God only knows what the high court will decide. Thirty-six states did not create their own ObamaCare exchanges, which means that upholding Halbig would swipe the subsidies from something like 87 percent of people who bought insurance on the federal exchange — about 4.7 million of them. Premiums would shoot up by an average of 76 percent, basically crippling the law. An individual mandate is unjustifiable without subsidies for people who can't afford insurance. Chief Justice John Roberts might balk at destroying the keystone achievement of the Obama presidency on what amounts to a trivial technicality — or he might not.
What we do know is that the concept of judicial "neutrality" is nothing but a farce. The conservative goal is to pick at any possible legal thread and mobilize the judicial system to achieve their aim of destroying the law and throwing millions of people off their health insurance, even if the underlying legal rationale is wildly tendentious or weaselly or undemocratic. There will be Republican-appointed judges who will buy such arguments wholesale, as evidenced by the conservative majority in Halbig, which didn't even bother to hide their scorn for the government's case.

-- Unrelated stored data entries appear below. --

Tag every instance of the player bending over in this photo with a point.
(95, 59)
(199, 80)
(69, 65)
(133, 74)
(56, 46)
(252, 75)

Indeed, half the reason so many states don't have exchanges in the first place is that a Cato Institute analyst named Michael Cannon has been crossing the nation telling them not to, with the deliberate object of maximizing the damage to ObamaCare if the courts endorsed Halbig-style reasoning.
Liberals need to jettison the impossible idea of neutral, objective judges, and just get avowed lefties appointed wherever possible. As conservatives have demonstrated, that's simply how the system works.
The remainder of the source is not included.